Colloid cysts

Zubair A Shaikh MD (Dr. Shaikh of Mid Michigan Medical Center has no relevant financial relationships to disclose.)
Edward J Dropcho MD, editor. (Dr. Dropcho of Indiana University Medical Center has no relevant financial relationships to disclose.)
Originally released March 25, 1996; last updated March 11, 2009; expires March 11, 2012
Notice: This article has expired and is therefore not available for CME credit.


Colloid cyst is a benign intraventricular lesion, but it may present with a variety of neurologic symptoms. The author discusses the clinical presentation, diagnosis, and management of colloid cysts. New surgical techniques have resulted in successful resection of the colloid cysts with reduced perioperative morbidity. Review of recent literature suggests that endoscopic resection of colloid cyst may be an effective surgical approach in most patients.

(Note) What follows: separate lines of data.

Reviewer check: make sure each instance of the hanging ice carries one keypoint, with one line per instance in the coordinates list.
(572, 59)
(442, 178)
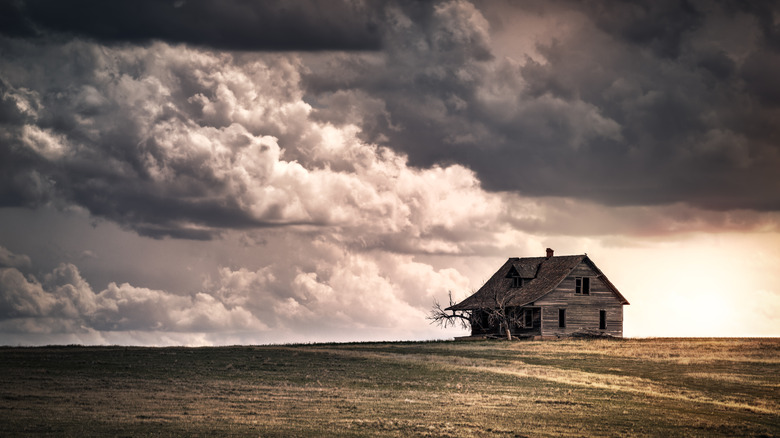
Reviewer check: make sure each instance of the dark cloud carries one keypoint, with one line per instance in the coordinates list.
(233, 25)
(633, 104)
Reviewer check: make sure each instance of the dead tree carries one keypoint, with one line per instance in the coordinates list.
(444, 319)
(499, 315)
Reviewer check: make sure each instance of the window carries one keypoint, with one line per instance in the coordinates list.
(582, 285)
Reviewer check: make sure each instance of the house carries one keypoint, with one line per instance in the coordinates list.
(547, 297)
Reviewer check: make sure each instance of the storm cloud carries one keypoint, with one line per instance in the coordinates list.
(230, 25)
(230, 171)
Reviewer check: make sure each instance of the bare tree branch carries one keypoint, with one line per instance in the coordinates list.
(453, 318)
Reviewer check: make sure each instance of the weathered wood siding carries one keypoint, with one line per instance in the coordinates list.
(582, 311)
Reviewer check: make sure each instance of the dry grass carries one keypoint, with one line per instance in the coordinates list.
(660, 387)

Historical note and terminology

The colloid cyst is a benign intraventricular lesion, usually arising in the third ventricle and consisting of collagenous capsule with a thick gelatinous, viscous material inside (Abdou and Cohen 1998). The term “colloid” is derived from Greek word Kollodes meaning “resembling glue” (Armao et al 2000). In 1858, Wallman described the first case of a colloid cyst presenting with urinary incontinence and ataxia (Wallman 1858). Dandy first successfully removed a colloid cyst in 1921 using an approach through the posterior right lateral ventricle. An early operative mortality of 20% was discouraging. Subsequently, transcallosal, transventricular, transcallosal interfornicial, transventricular subchoroidal, and stereotaxic approaches have all been successfully used to remove these lesions (Dandy 1933; Kelly 1951; Bosch et al 1978; Shucart and Stein 1978; Antunes et al 1980; Apuzzo et al 1982; Lavyne and Patterson 1983). The introduction of microsurgical techniques has reduced operative mortality to almost zero (Bosch et al 1978).